Same Names, Different Frames
How Nvidia and AMD’s new budget GPUs could mislead consumers
The GPU market is a mess, but not like it was 6 months ago. New cards are being released and the demand is calming down. With that, the inflated prices are starting to creep down. In the UK at least, where I live, the cards are becoming available and my emails are constantly popping off about stock updates regularly!
On top of this, games consoles have had a price hike. Microsoft and Sony have both taken advantage of the tariffs imposed in the USA by giving everyone a price increase, and although Nintendo’s hardware is relatively ok priced, the games not so much. The license agreement doesn’t do the consumer any favours either. This could be the time for a gamer who has thought about moving their way into PC gaming, but with a console orientated budget. Time for the console gamers to get on those Steam sales!
This is where I feel the Nvidia 5060/ti series or the AMD 9060xt series makes sense. Entry level cards for beginners who want to take break away from a console’s proprietary ball and chain. They’ll push 1080p/1440p and with some frame generation will give the player a surprisingly good experience. That’s how I’ve come to view them, a gateway, and I think that’s how Nvidia and AMD see them also.
Which makes their naming of these cards all the more confusing.
Nvidia and AMD have released 8gb and 16gb models under the same naming. Why not add an addition to the name, for example; AMD using the XT variant as the 16gb and a standard 9060 for the 8gb? It seems dodgy. Especially when someone is scoping reviews, or looking at a website about to buy their shiny new graphics card only to mistakenly adding a 8gb variant that can’t play open world environments such as The Last of Us or Alan Wake up to the standards they expected. The problem with 8gb of VRAM is, frankly, its not good anymore and shows its age. Hardware Unboxed and other outlets have shown in their benchmark testing that it just cannot keep up. They have also shown stuttering frame rate deficiencies in titles compared to older 12gb cards or 16gb variants. Nvidia, in their dark anti consumer ways, decided against allowing reviewers to even attempt to benchmark the 8gb adaptations of their GPUs this series around which comes across as hoping the card blends in with the 16gb, in my opinion. AMD’s offering doesn’t even offer a decent enough price difference to help differentiate between both models either.
This doesn’t mean there isn’t a place for 8gb GPUs, its just a restricted product. 1080p sports titles such as; Valorant, CS2, Rocket League, or Fortnite will happily chug along with an 8gb card, even with some settings cranked up.
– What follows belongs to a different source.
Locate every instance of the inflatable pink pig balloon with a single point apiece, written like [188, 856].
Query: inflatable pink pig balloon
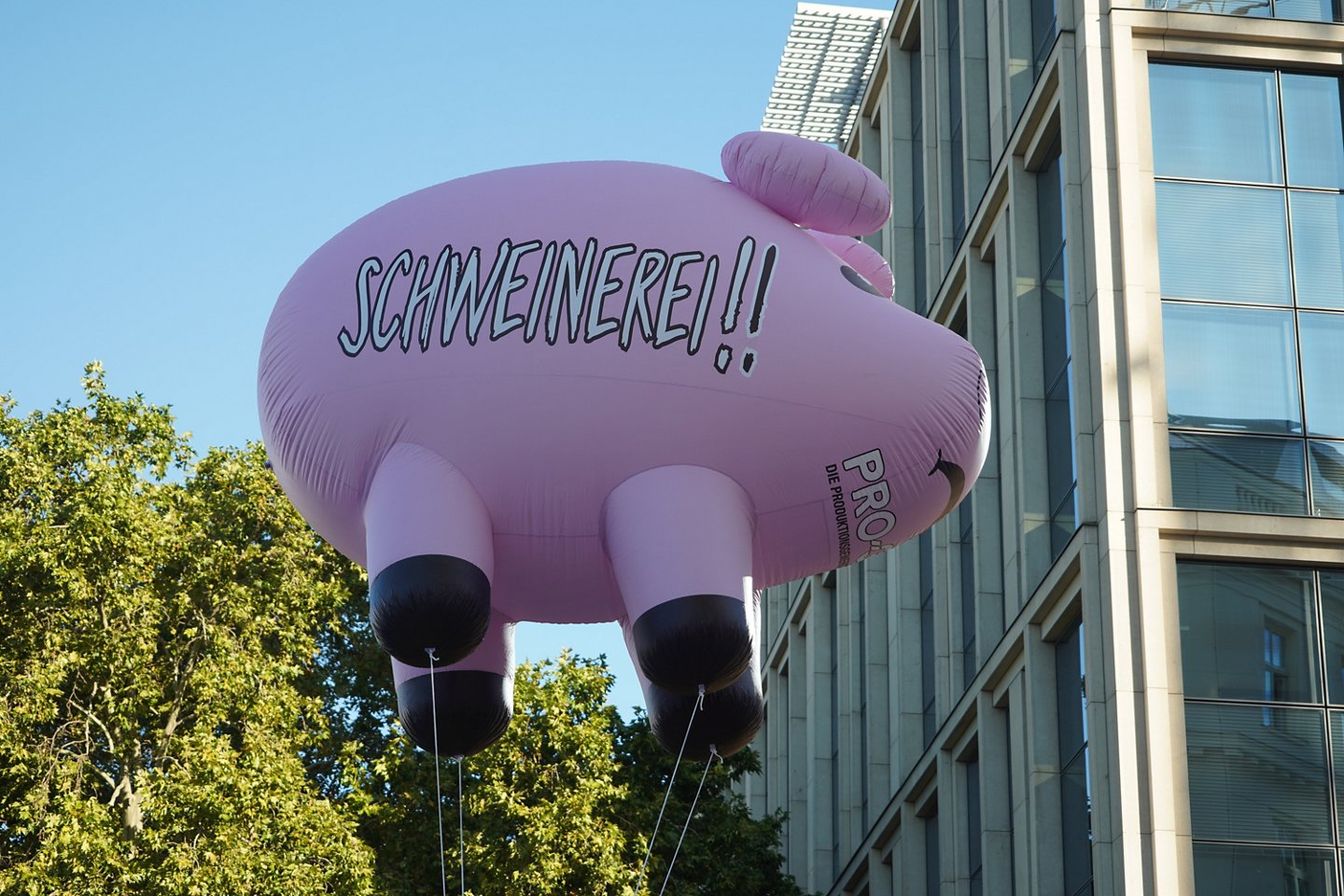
[597, 391]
These games make up a large portion of the PC gaming community. But apart from those, a bit of emulation, and some indie titles there just isn’t anything else worth mentioning. But how long these games can keep that card viable is questionable.
So where do we go from here? Well, the AMD 9060xt 16gb model is looking very good, if you can get it at MSRP which they claim will be around $350. Possibly not likely compared to the shitstorm the 9070xts went for. It offers PCIE gen 5 x16 which helps with older systems that benefit from those extra lanes, and it is considerably cheaper than the Nvidia 16gb alternative which is around $430, again if you can get it at MSRP. Meaning price per frame is a much better value. The 9060xt 8gb is only expected to be $50 cheaper, what’s the point?
There is also another, that for some reason, both AMD and Nvidia have decided to just pretend doesn’t exist. Intel’s b580.
The b580 is available in the UK, it’s much cheaper than the expected (£260 for the reference card on Overclockers at the time this was written), and has been praised by tech media for its 12gb of VRAM which gives excellent 1080p performance and good 1440p performance. I personally think if price is the deciding factor, those 4gb of VRAM will be a massive difference in what games can be played over the next few years.
If there is anything to take away from this Substack, always check the fine print would be it. Marketing is an issue in the retail PC industry, who tend to blur the lines between value and compromise, and first time buyers could learn that the hard way. PC gaming is a beautiful thing if you can sieve through the shite that goes along with it.


Well this answers a question from your other post! So newer cards still need the VRAM!
Quick aside - interesting with PC gaming is that as quite a lot of people push towards physical collection of games, PC not so much… And I am actually a digital forward person and think a large physical collection is actually annoying (don’t tell Instagram…). Part of my interest in PC gaming is the cheap digital library!
I can see what you mean about being misleading, I would’ve thought (as would a lot of less informed people) that a newer / newest card should be running the newest games!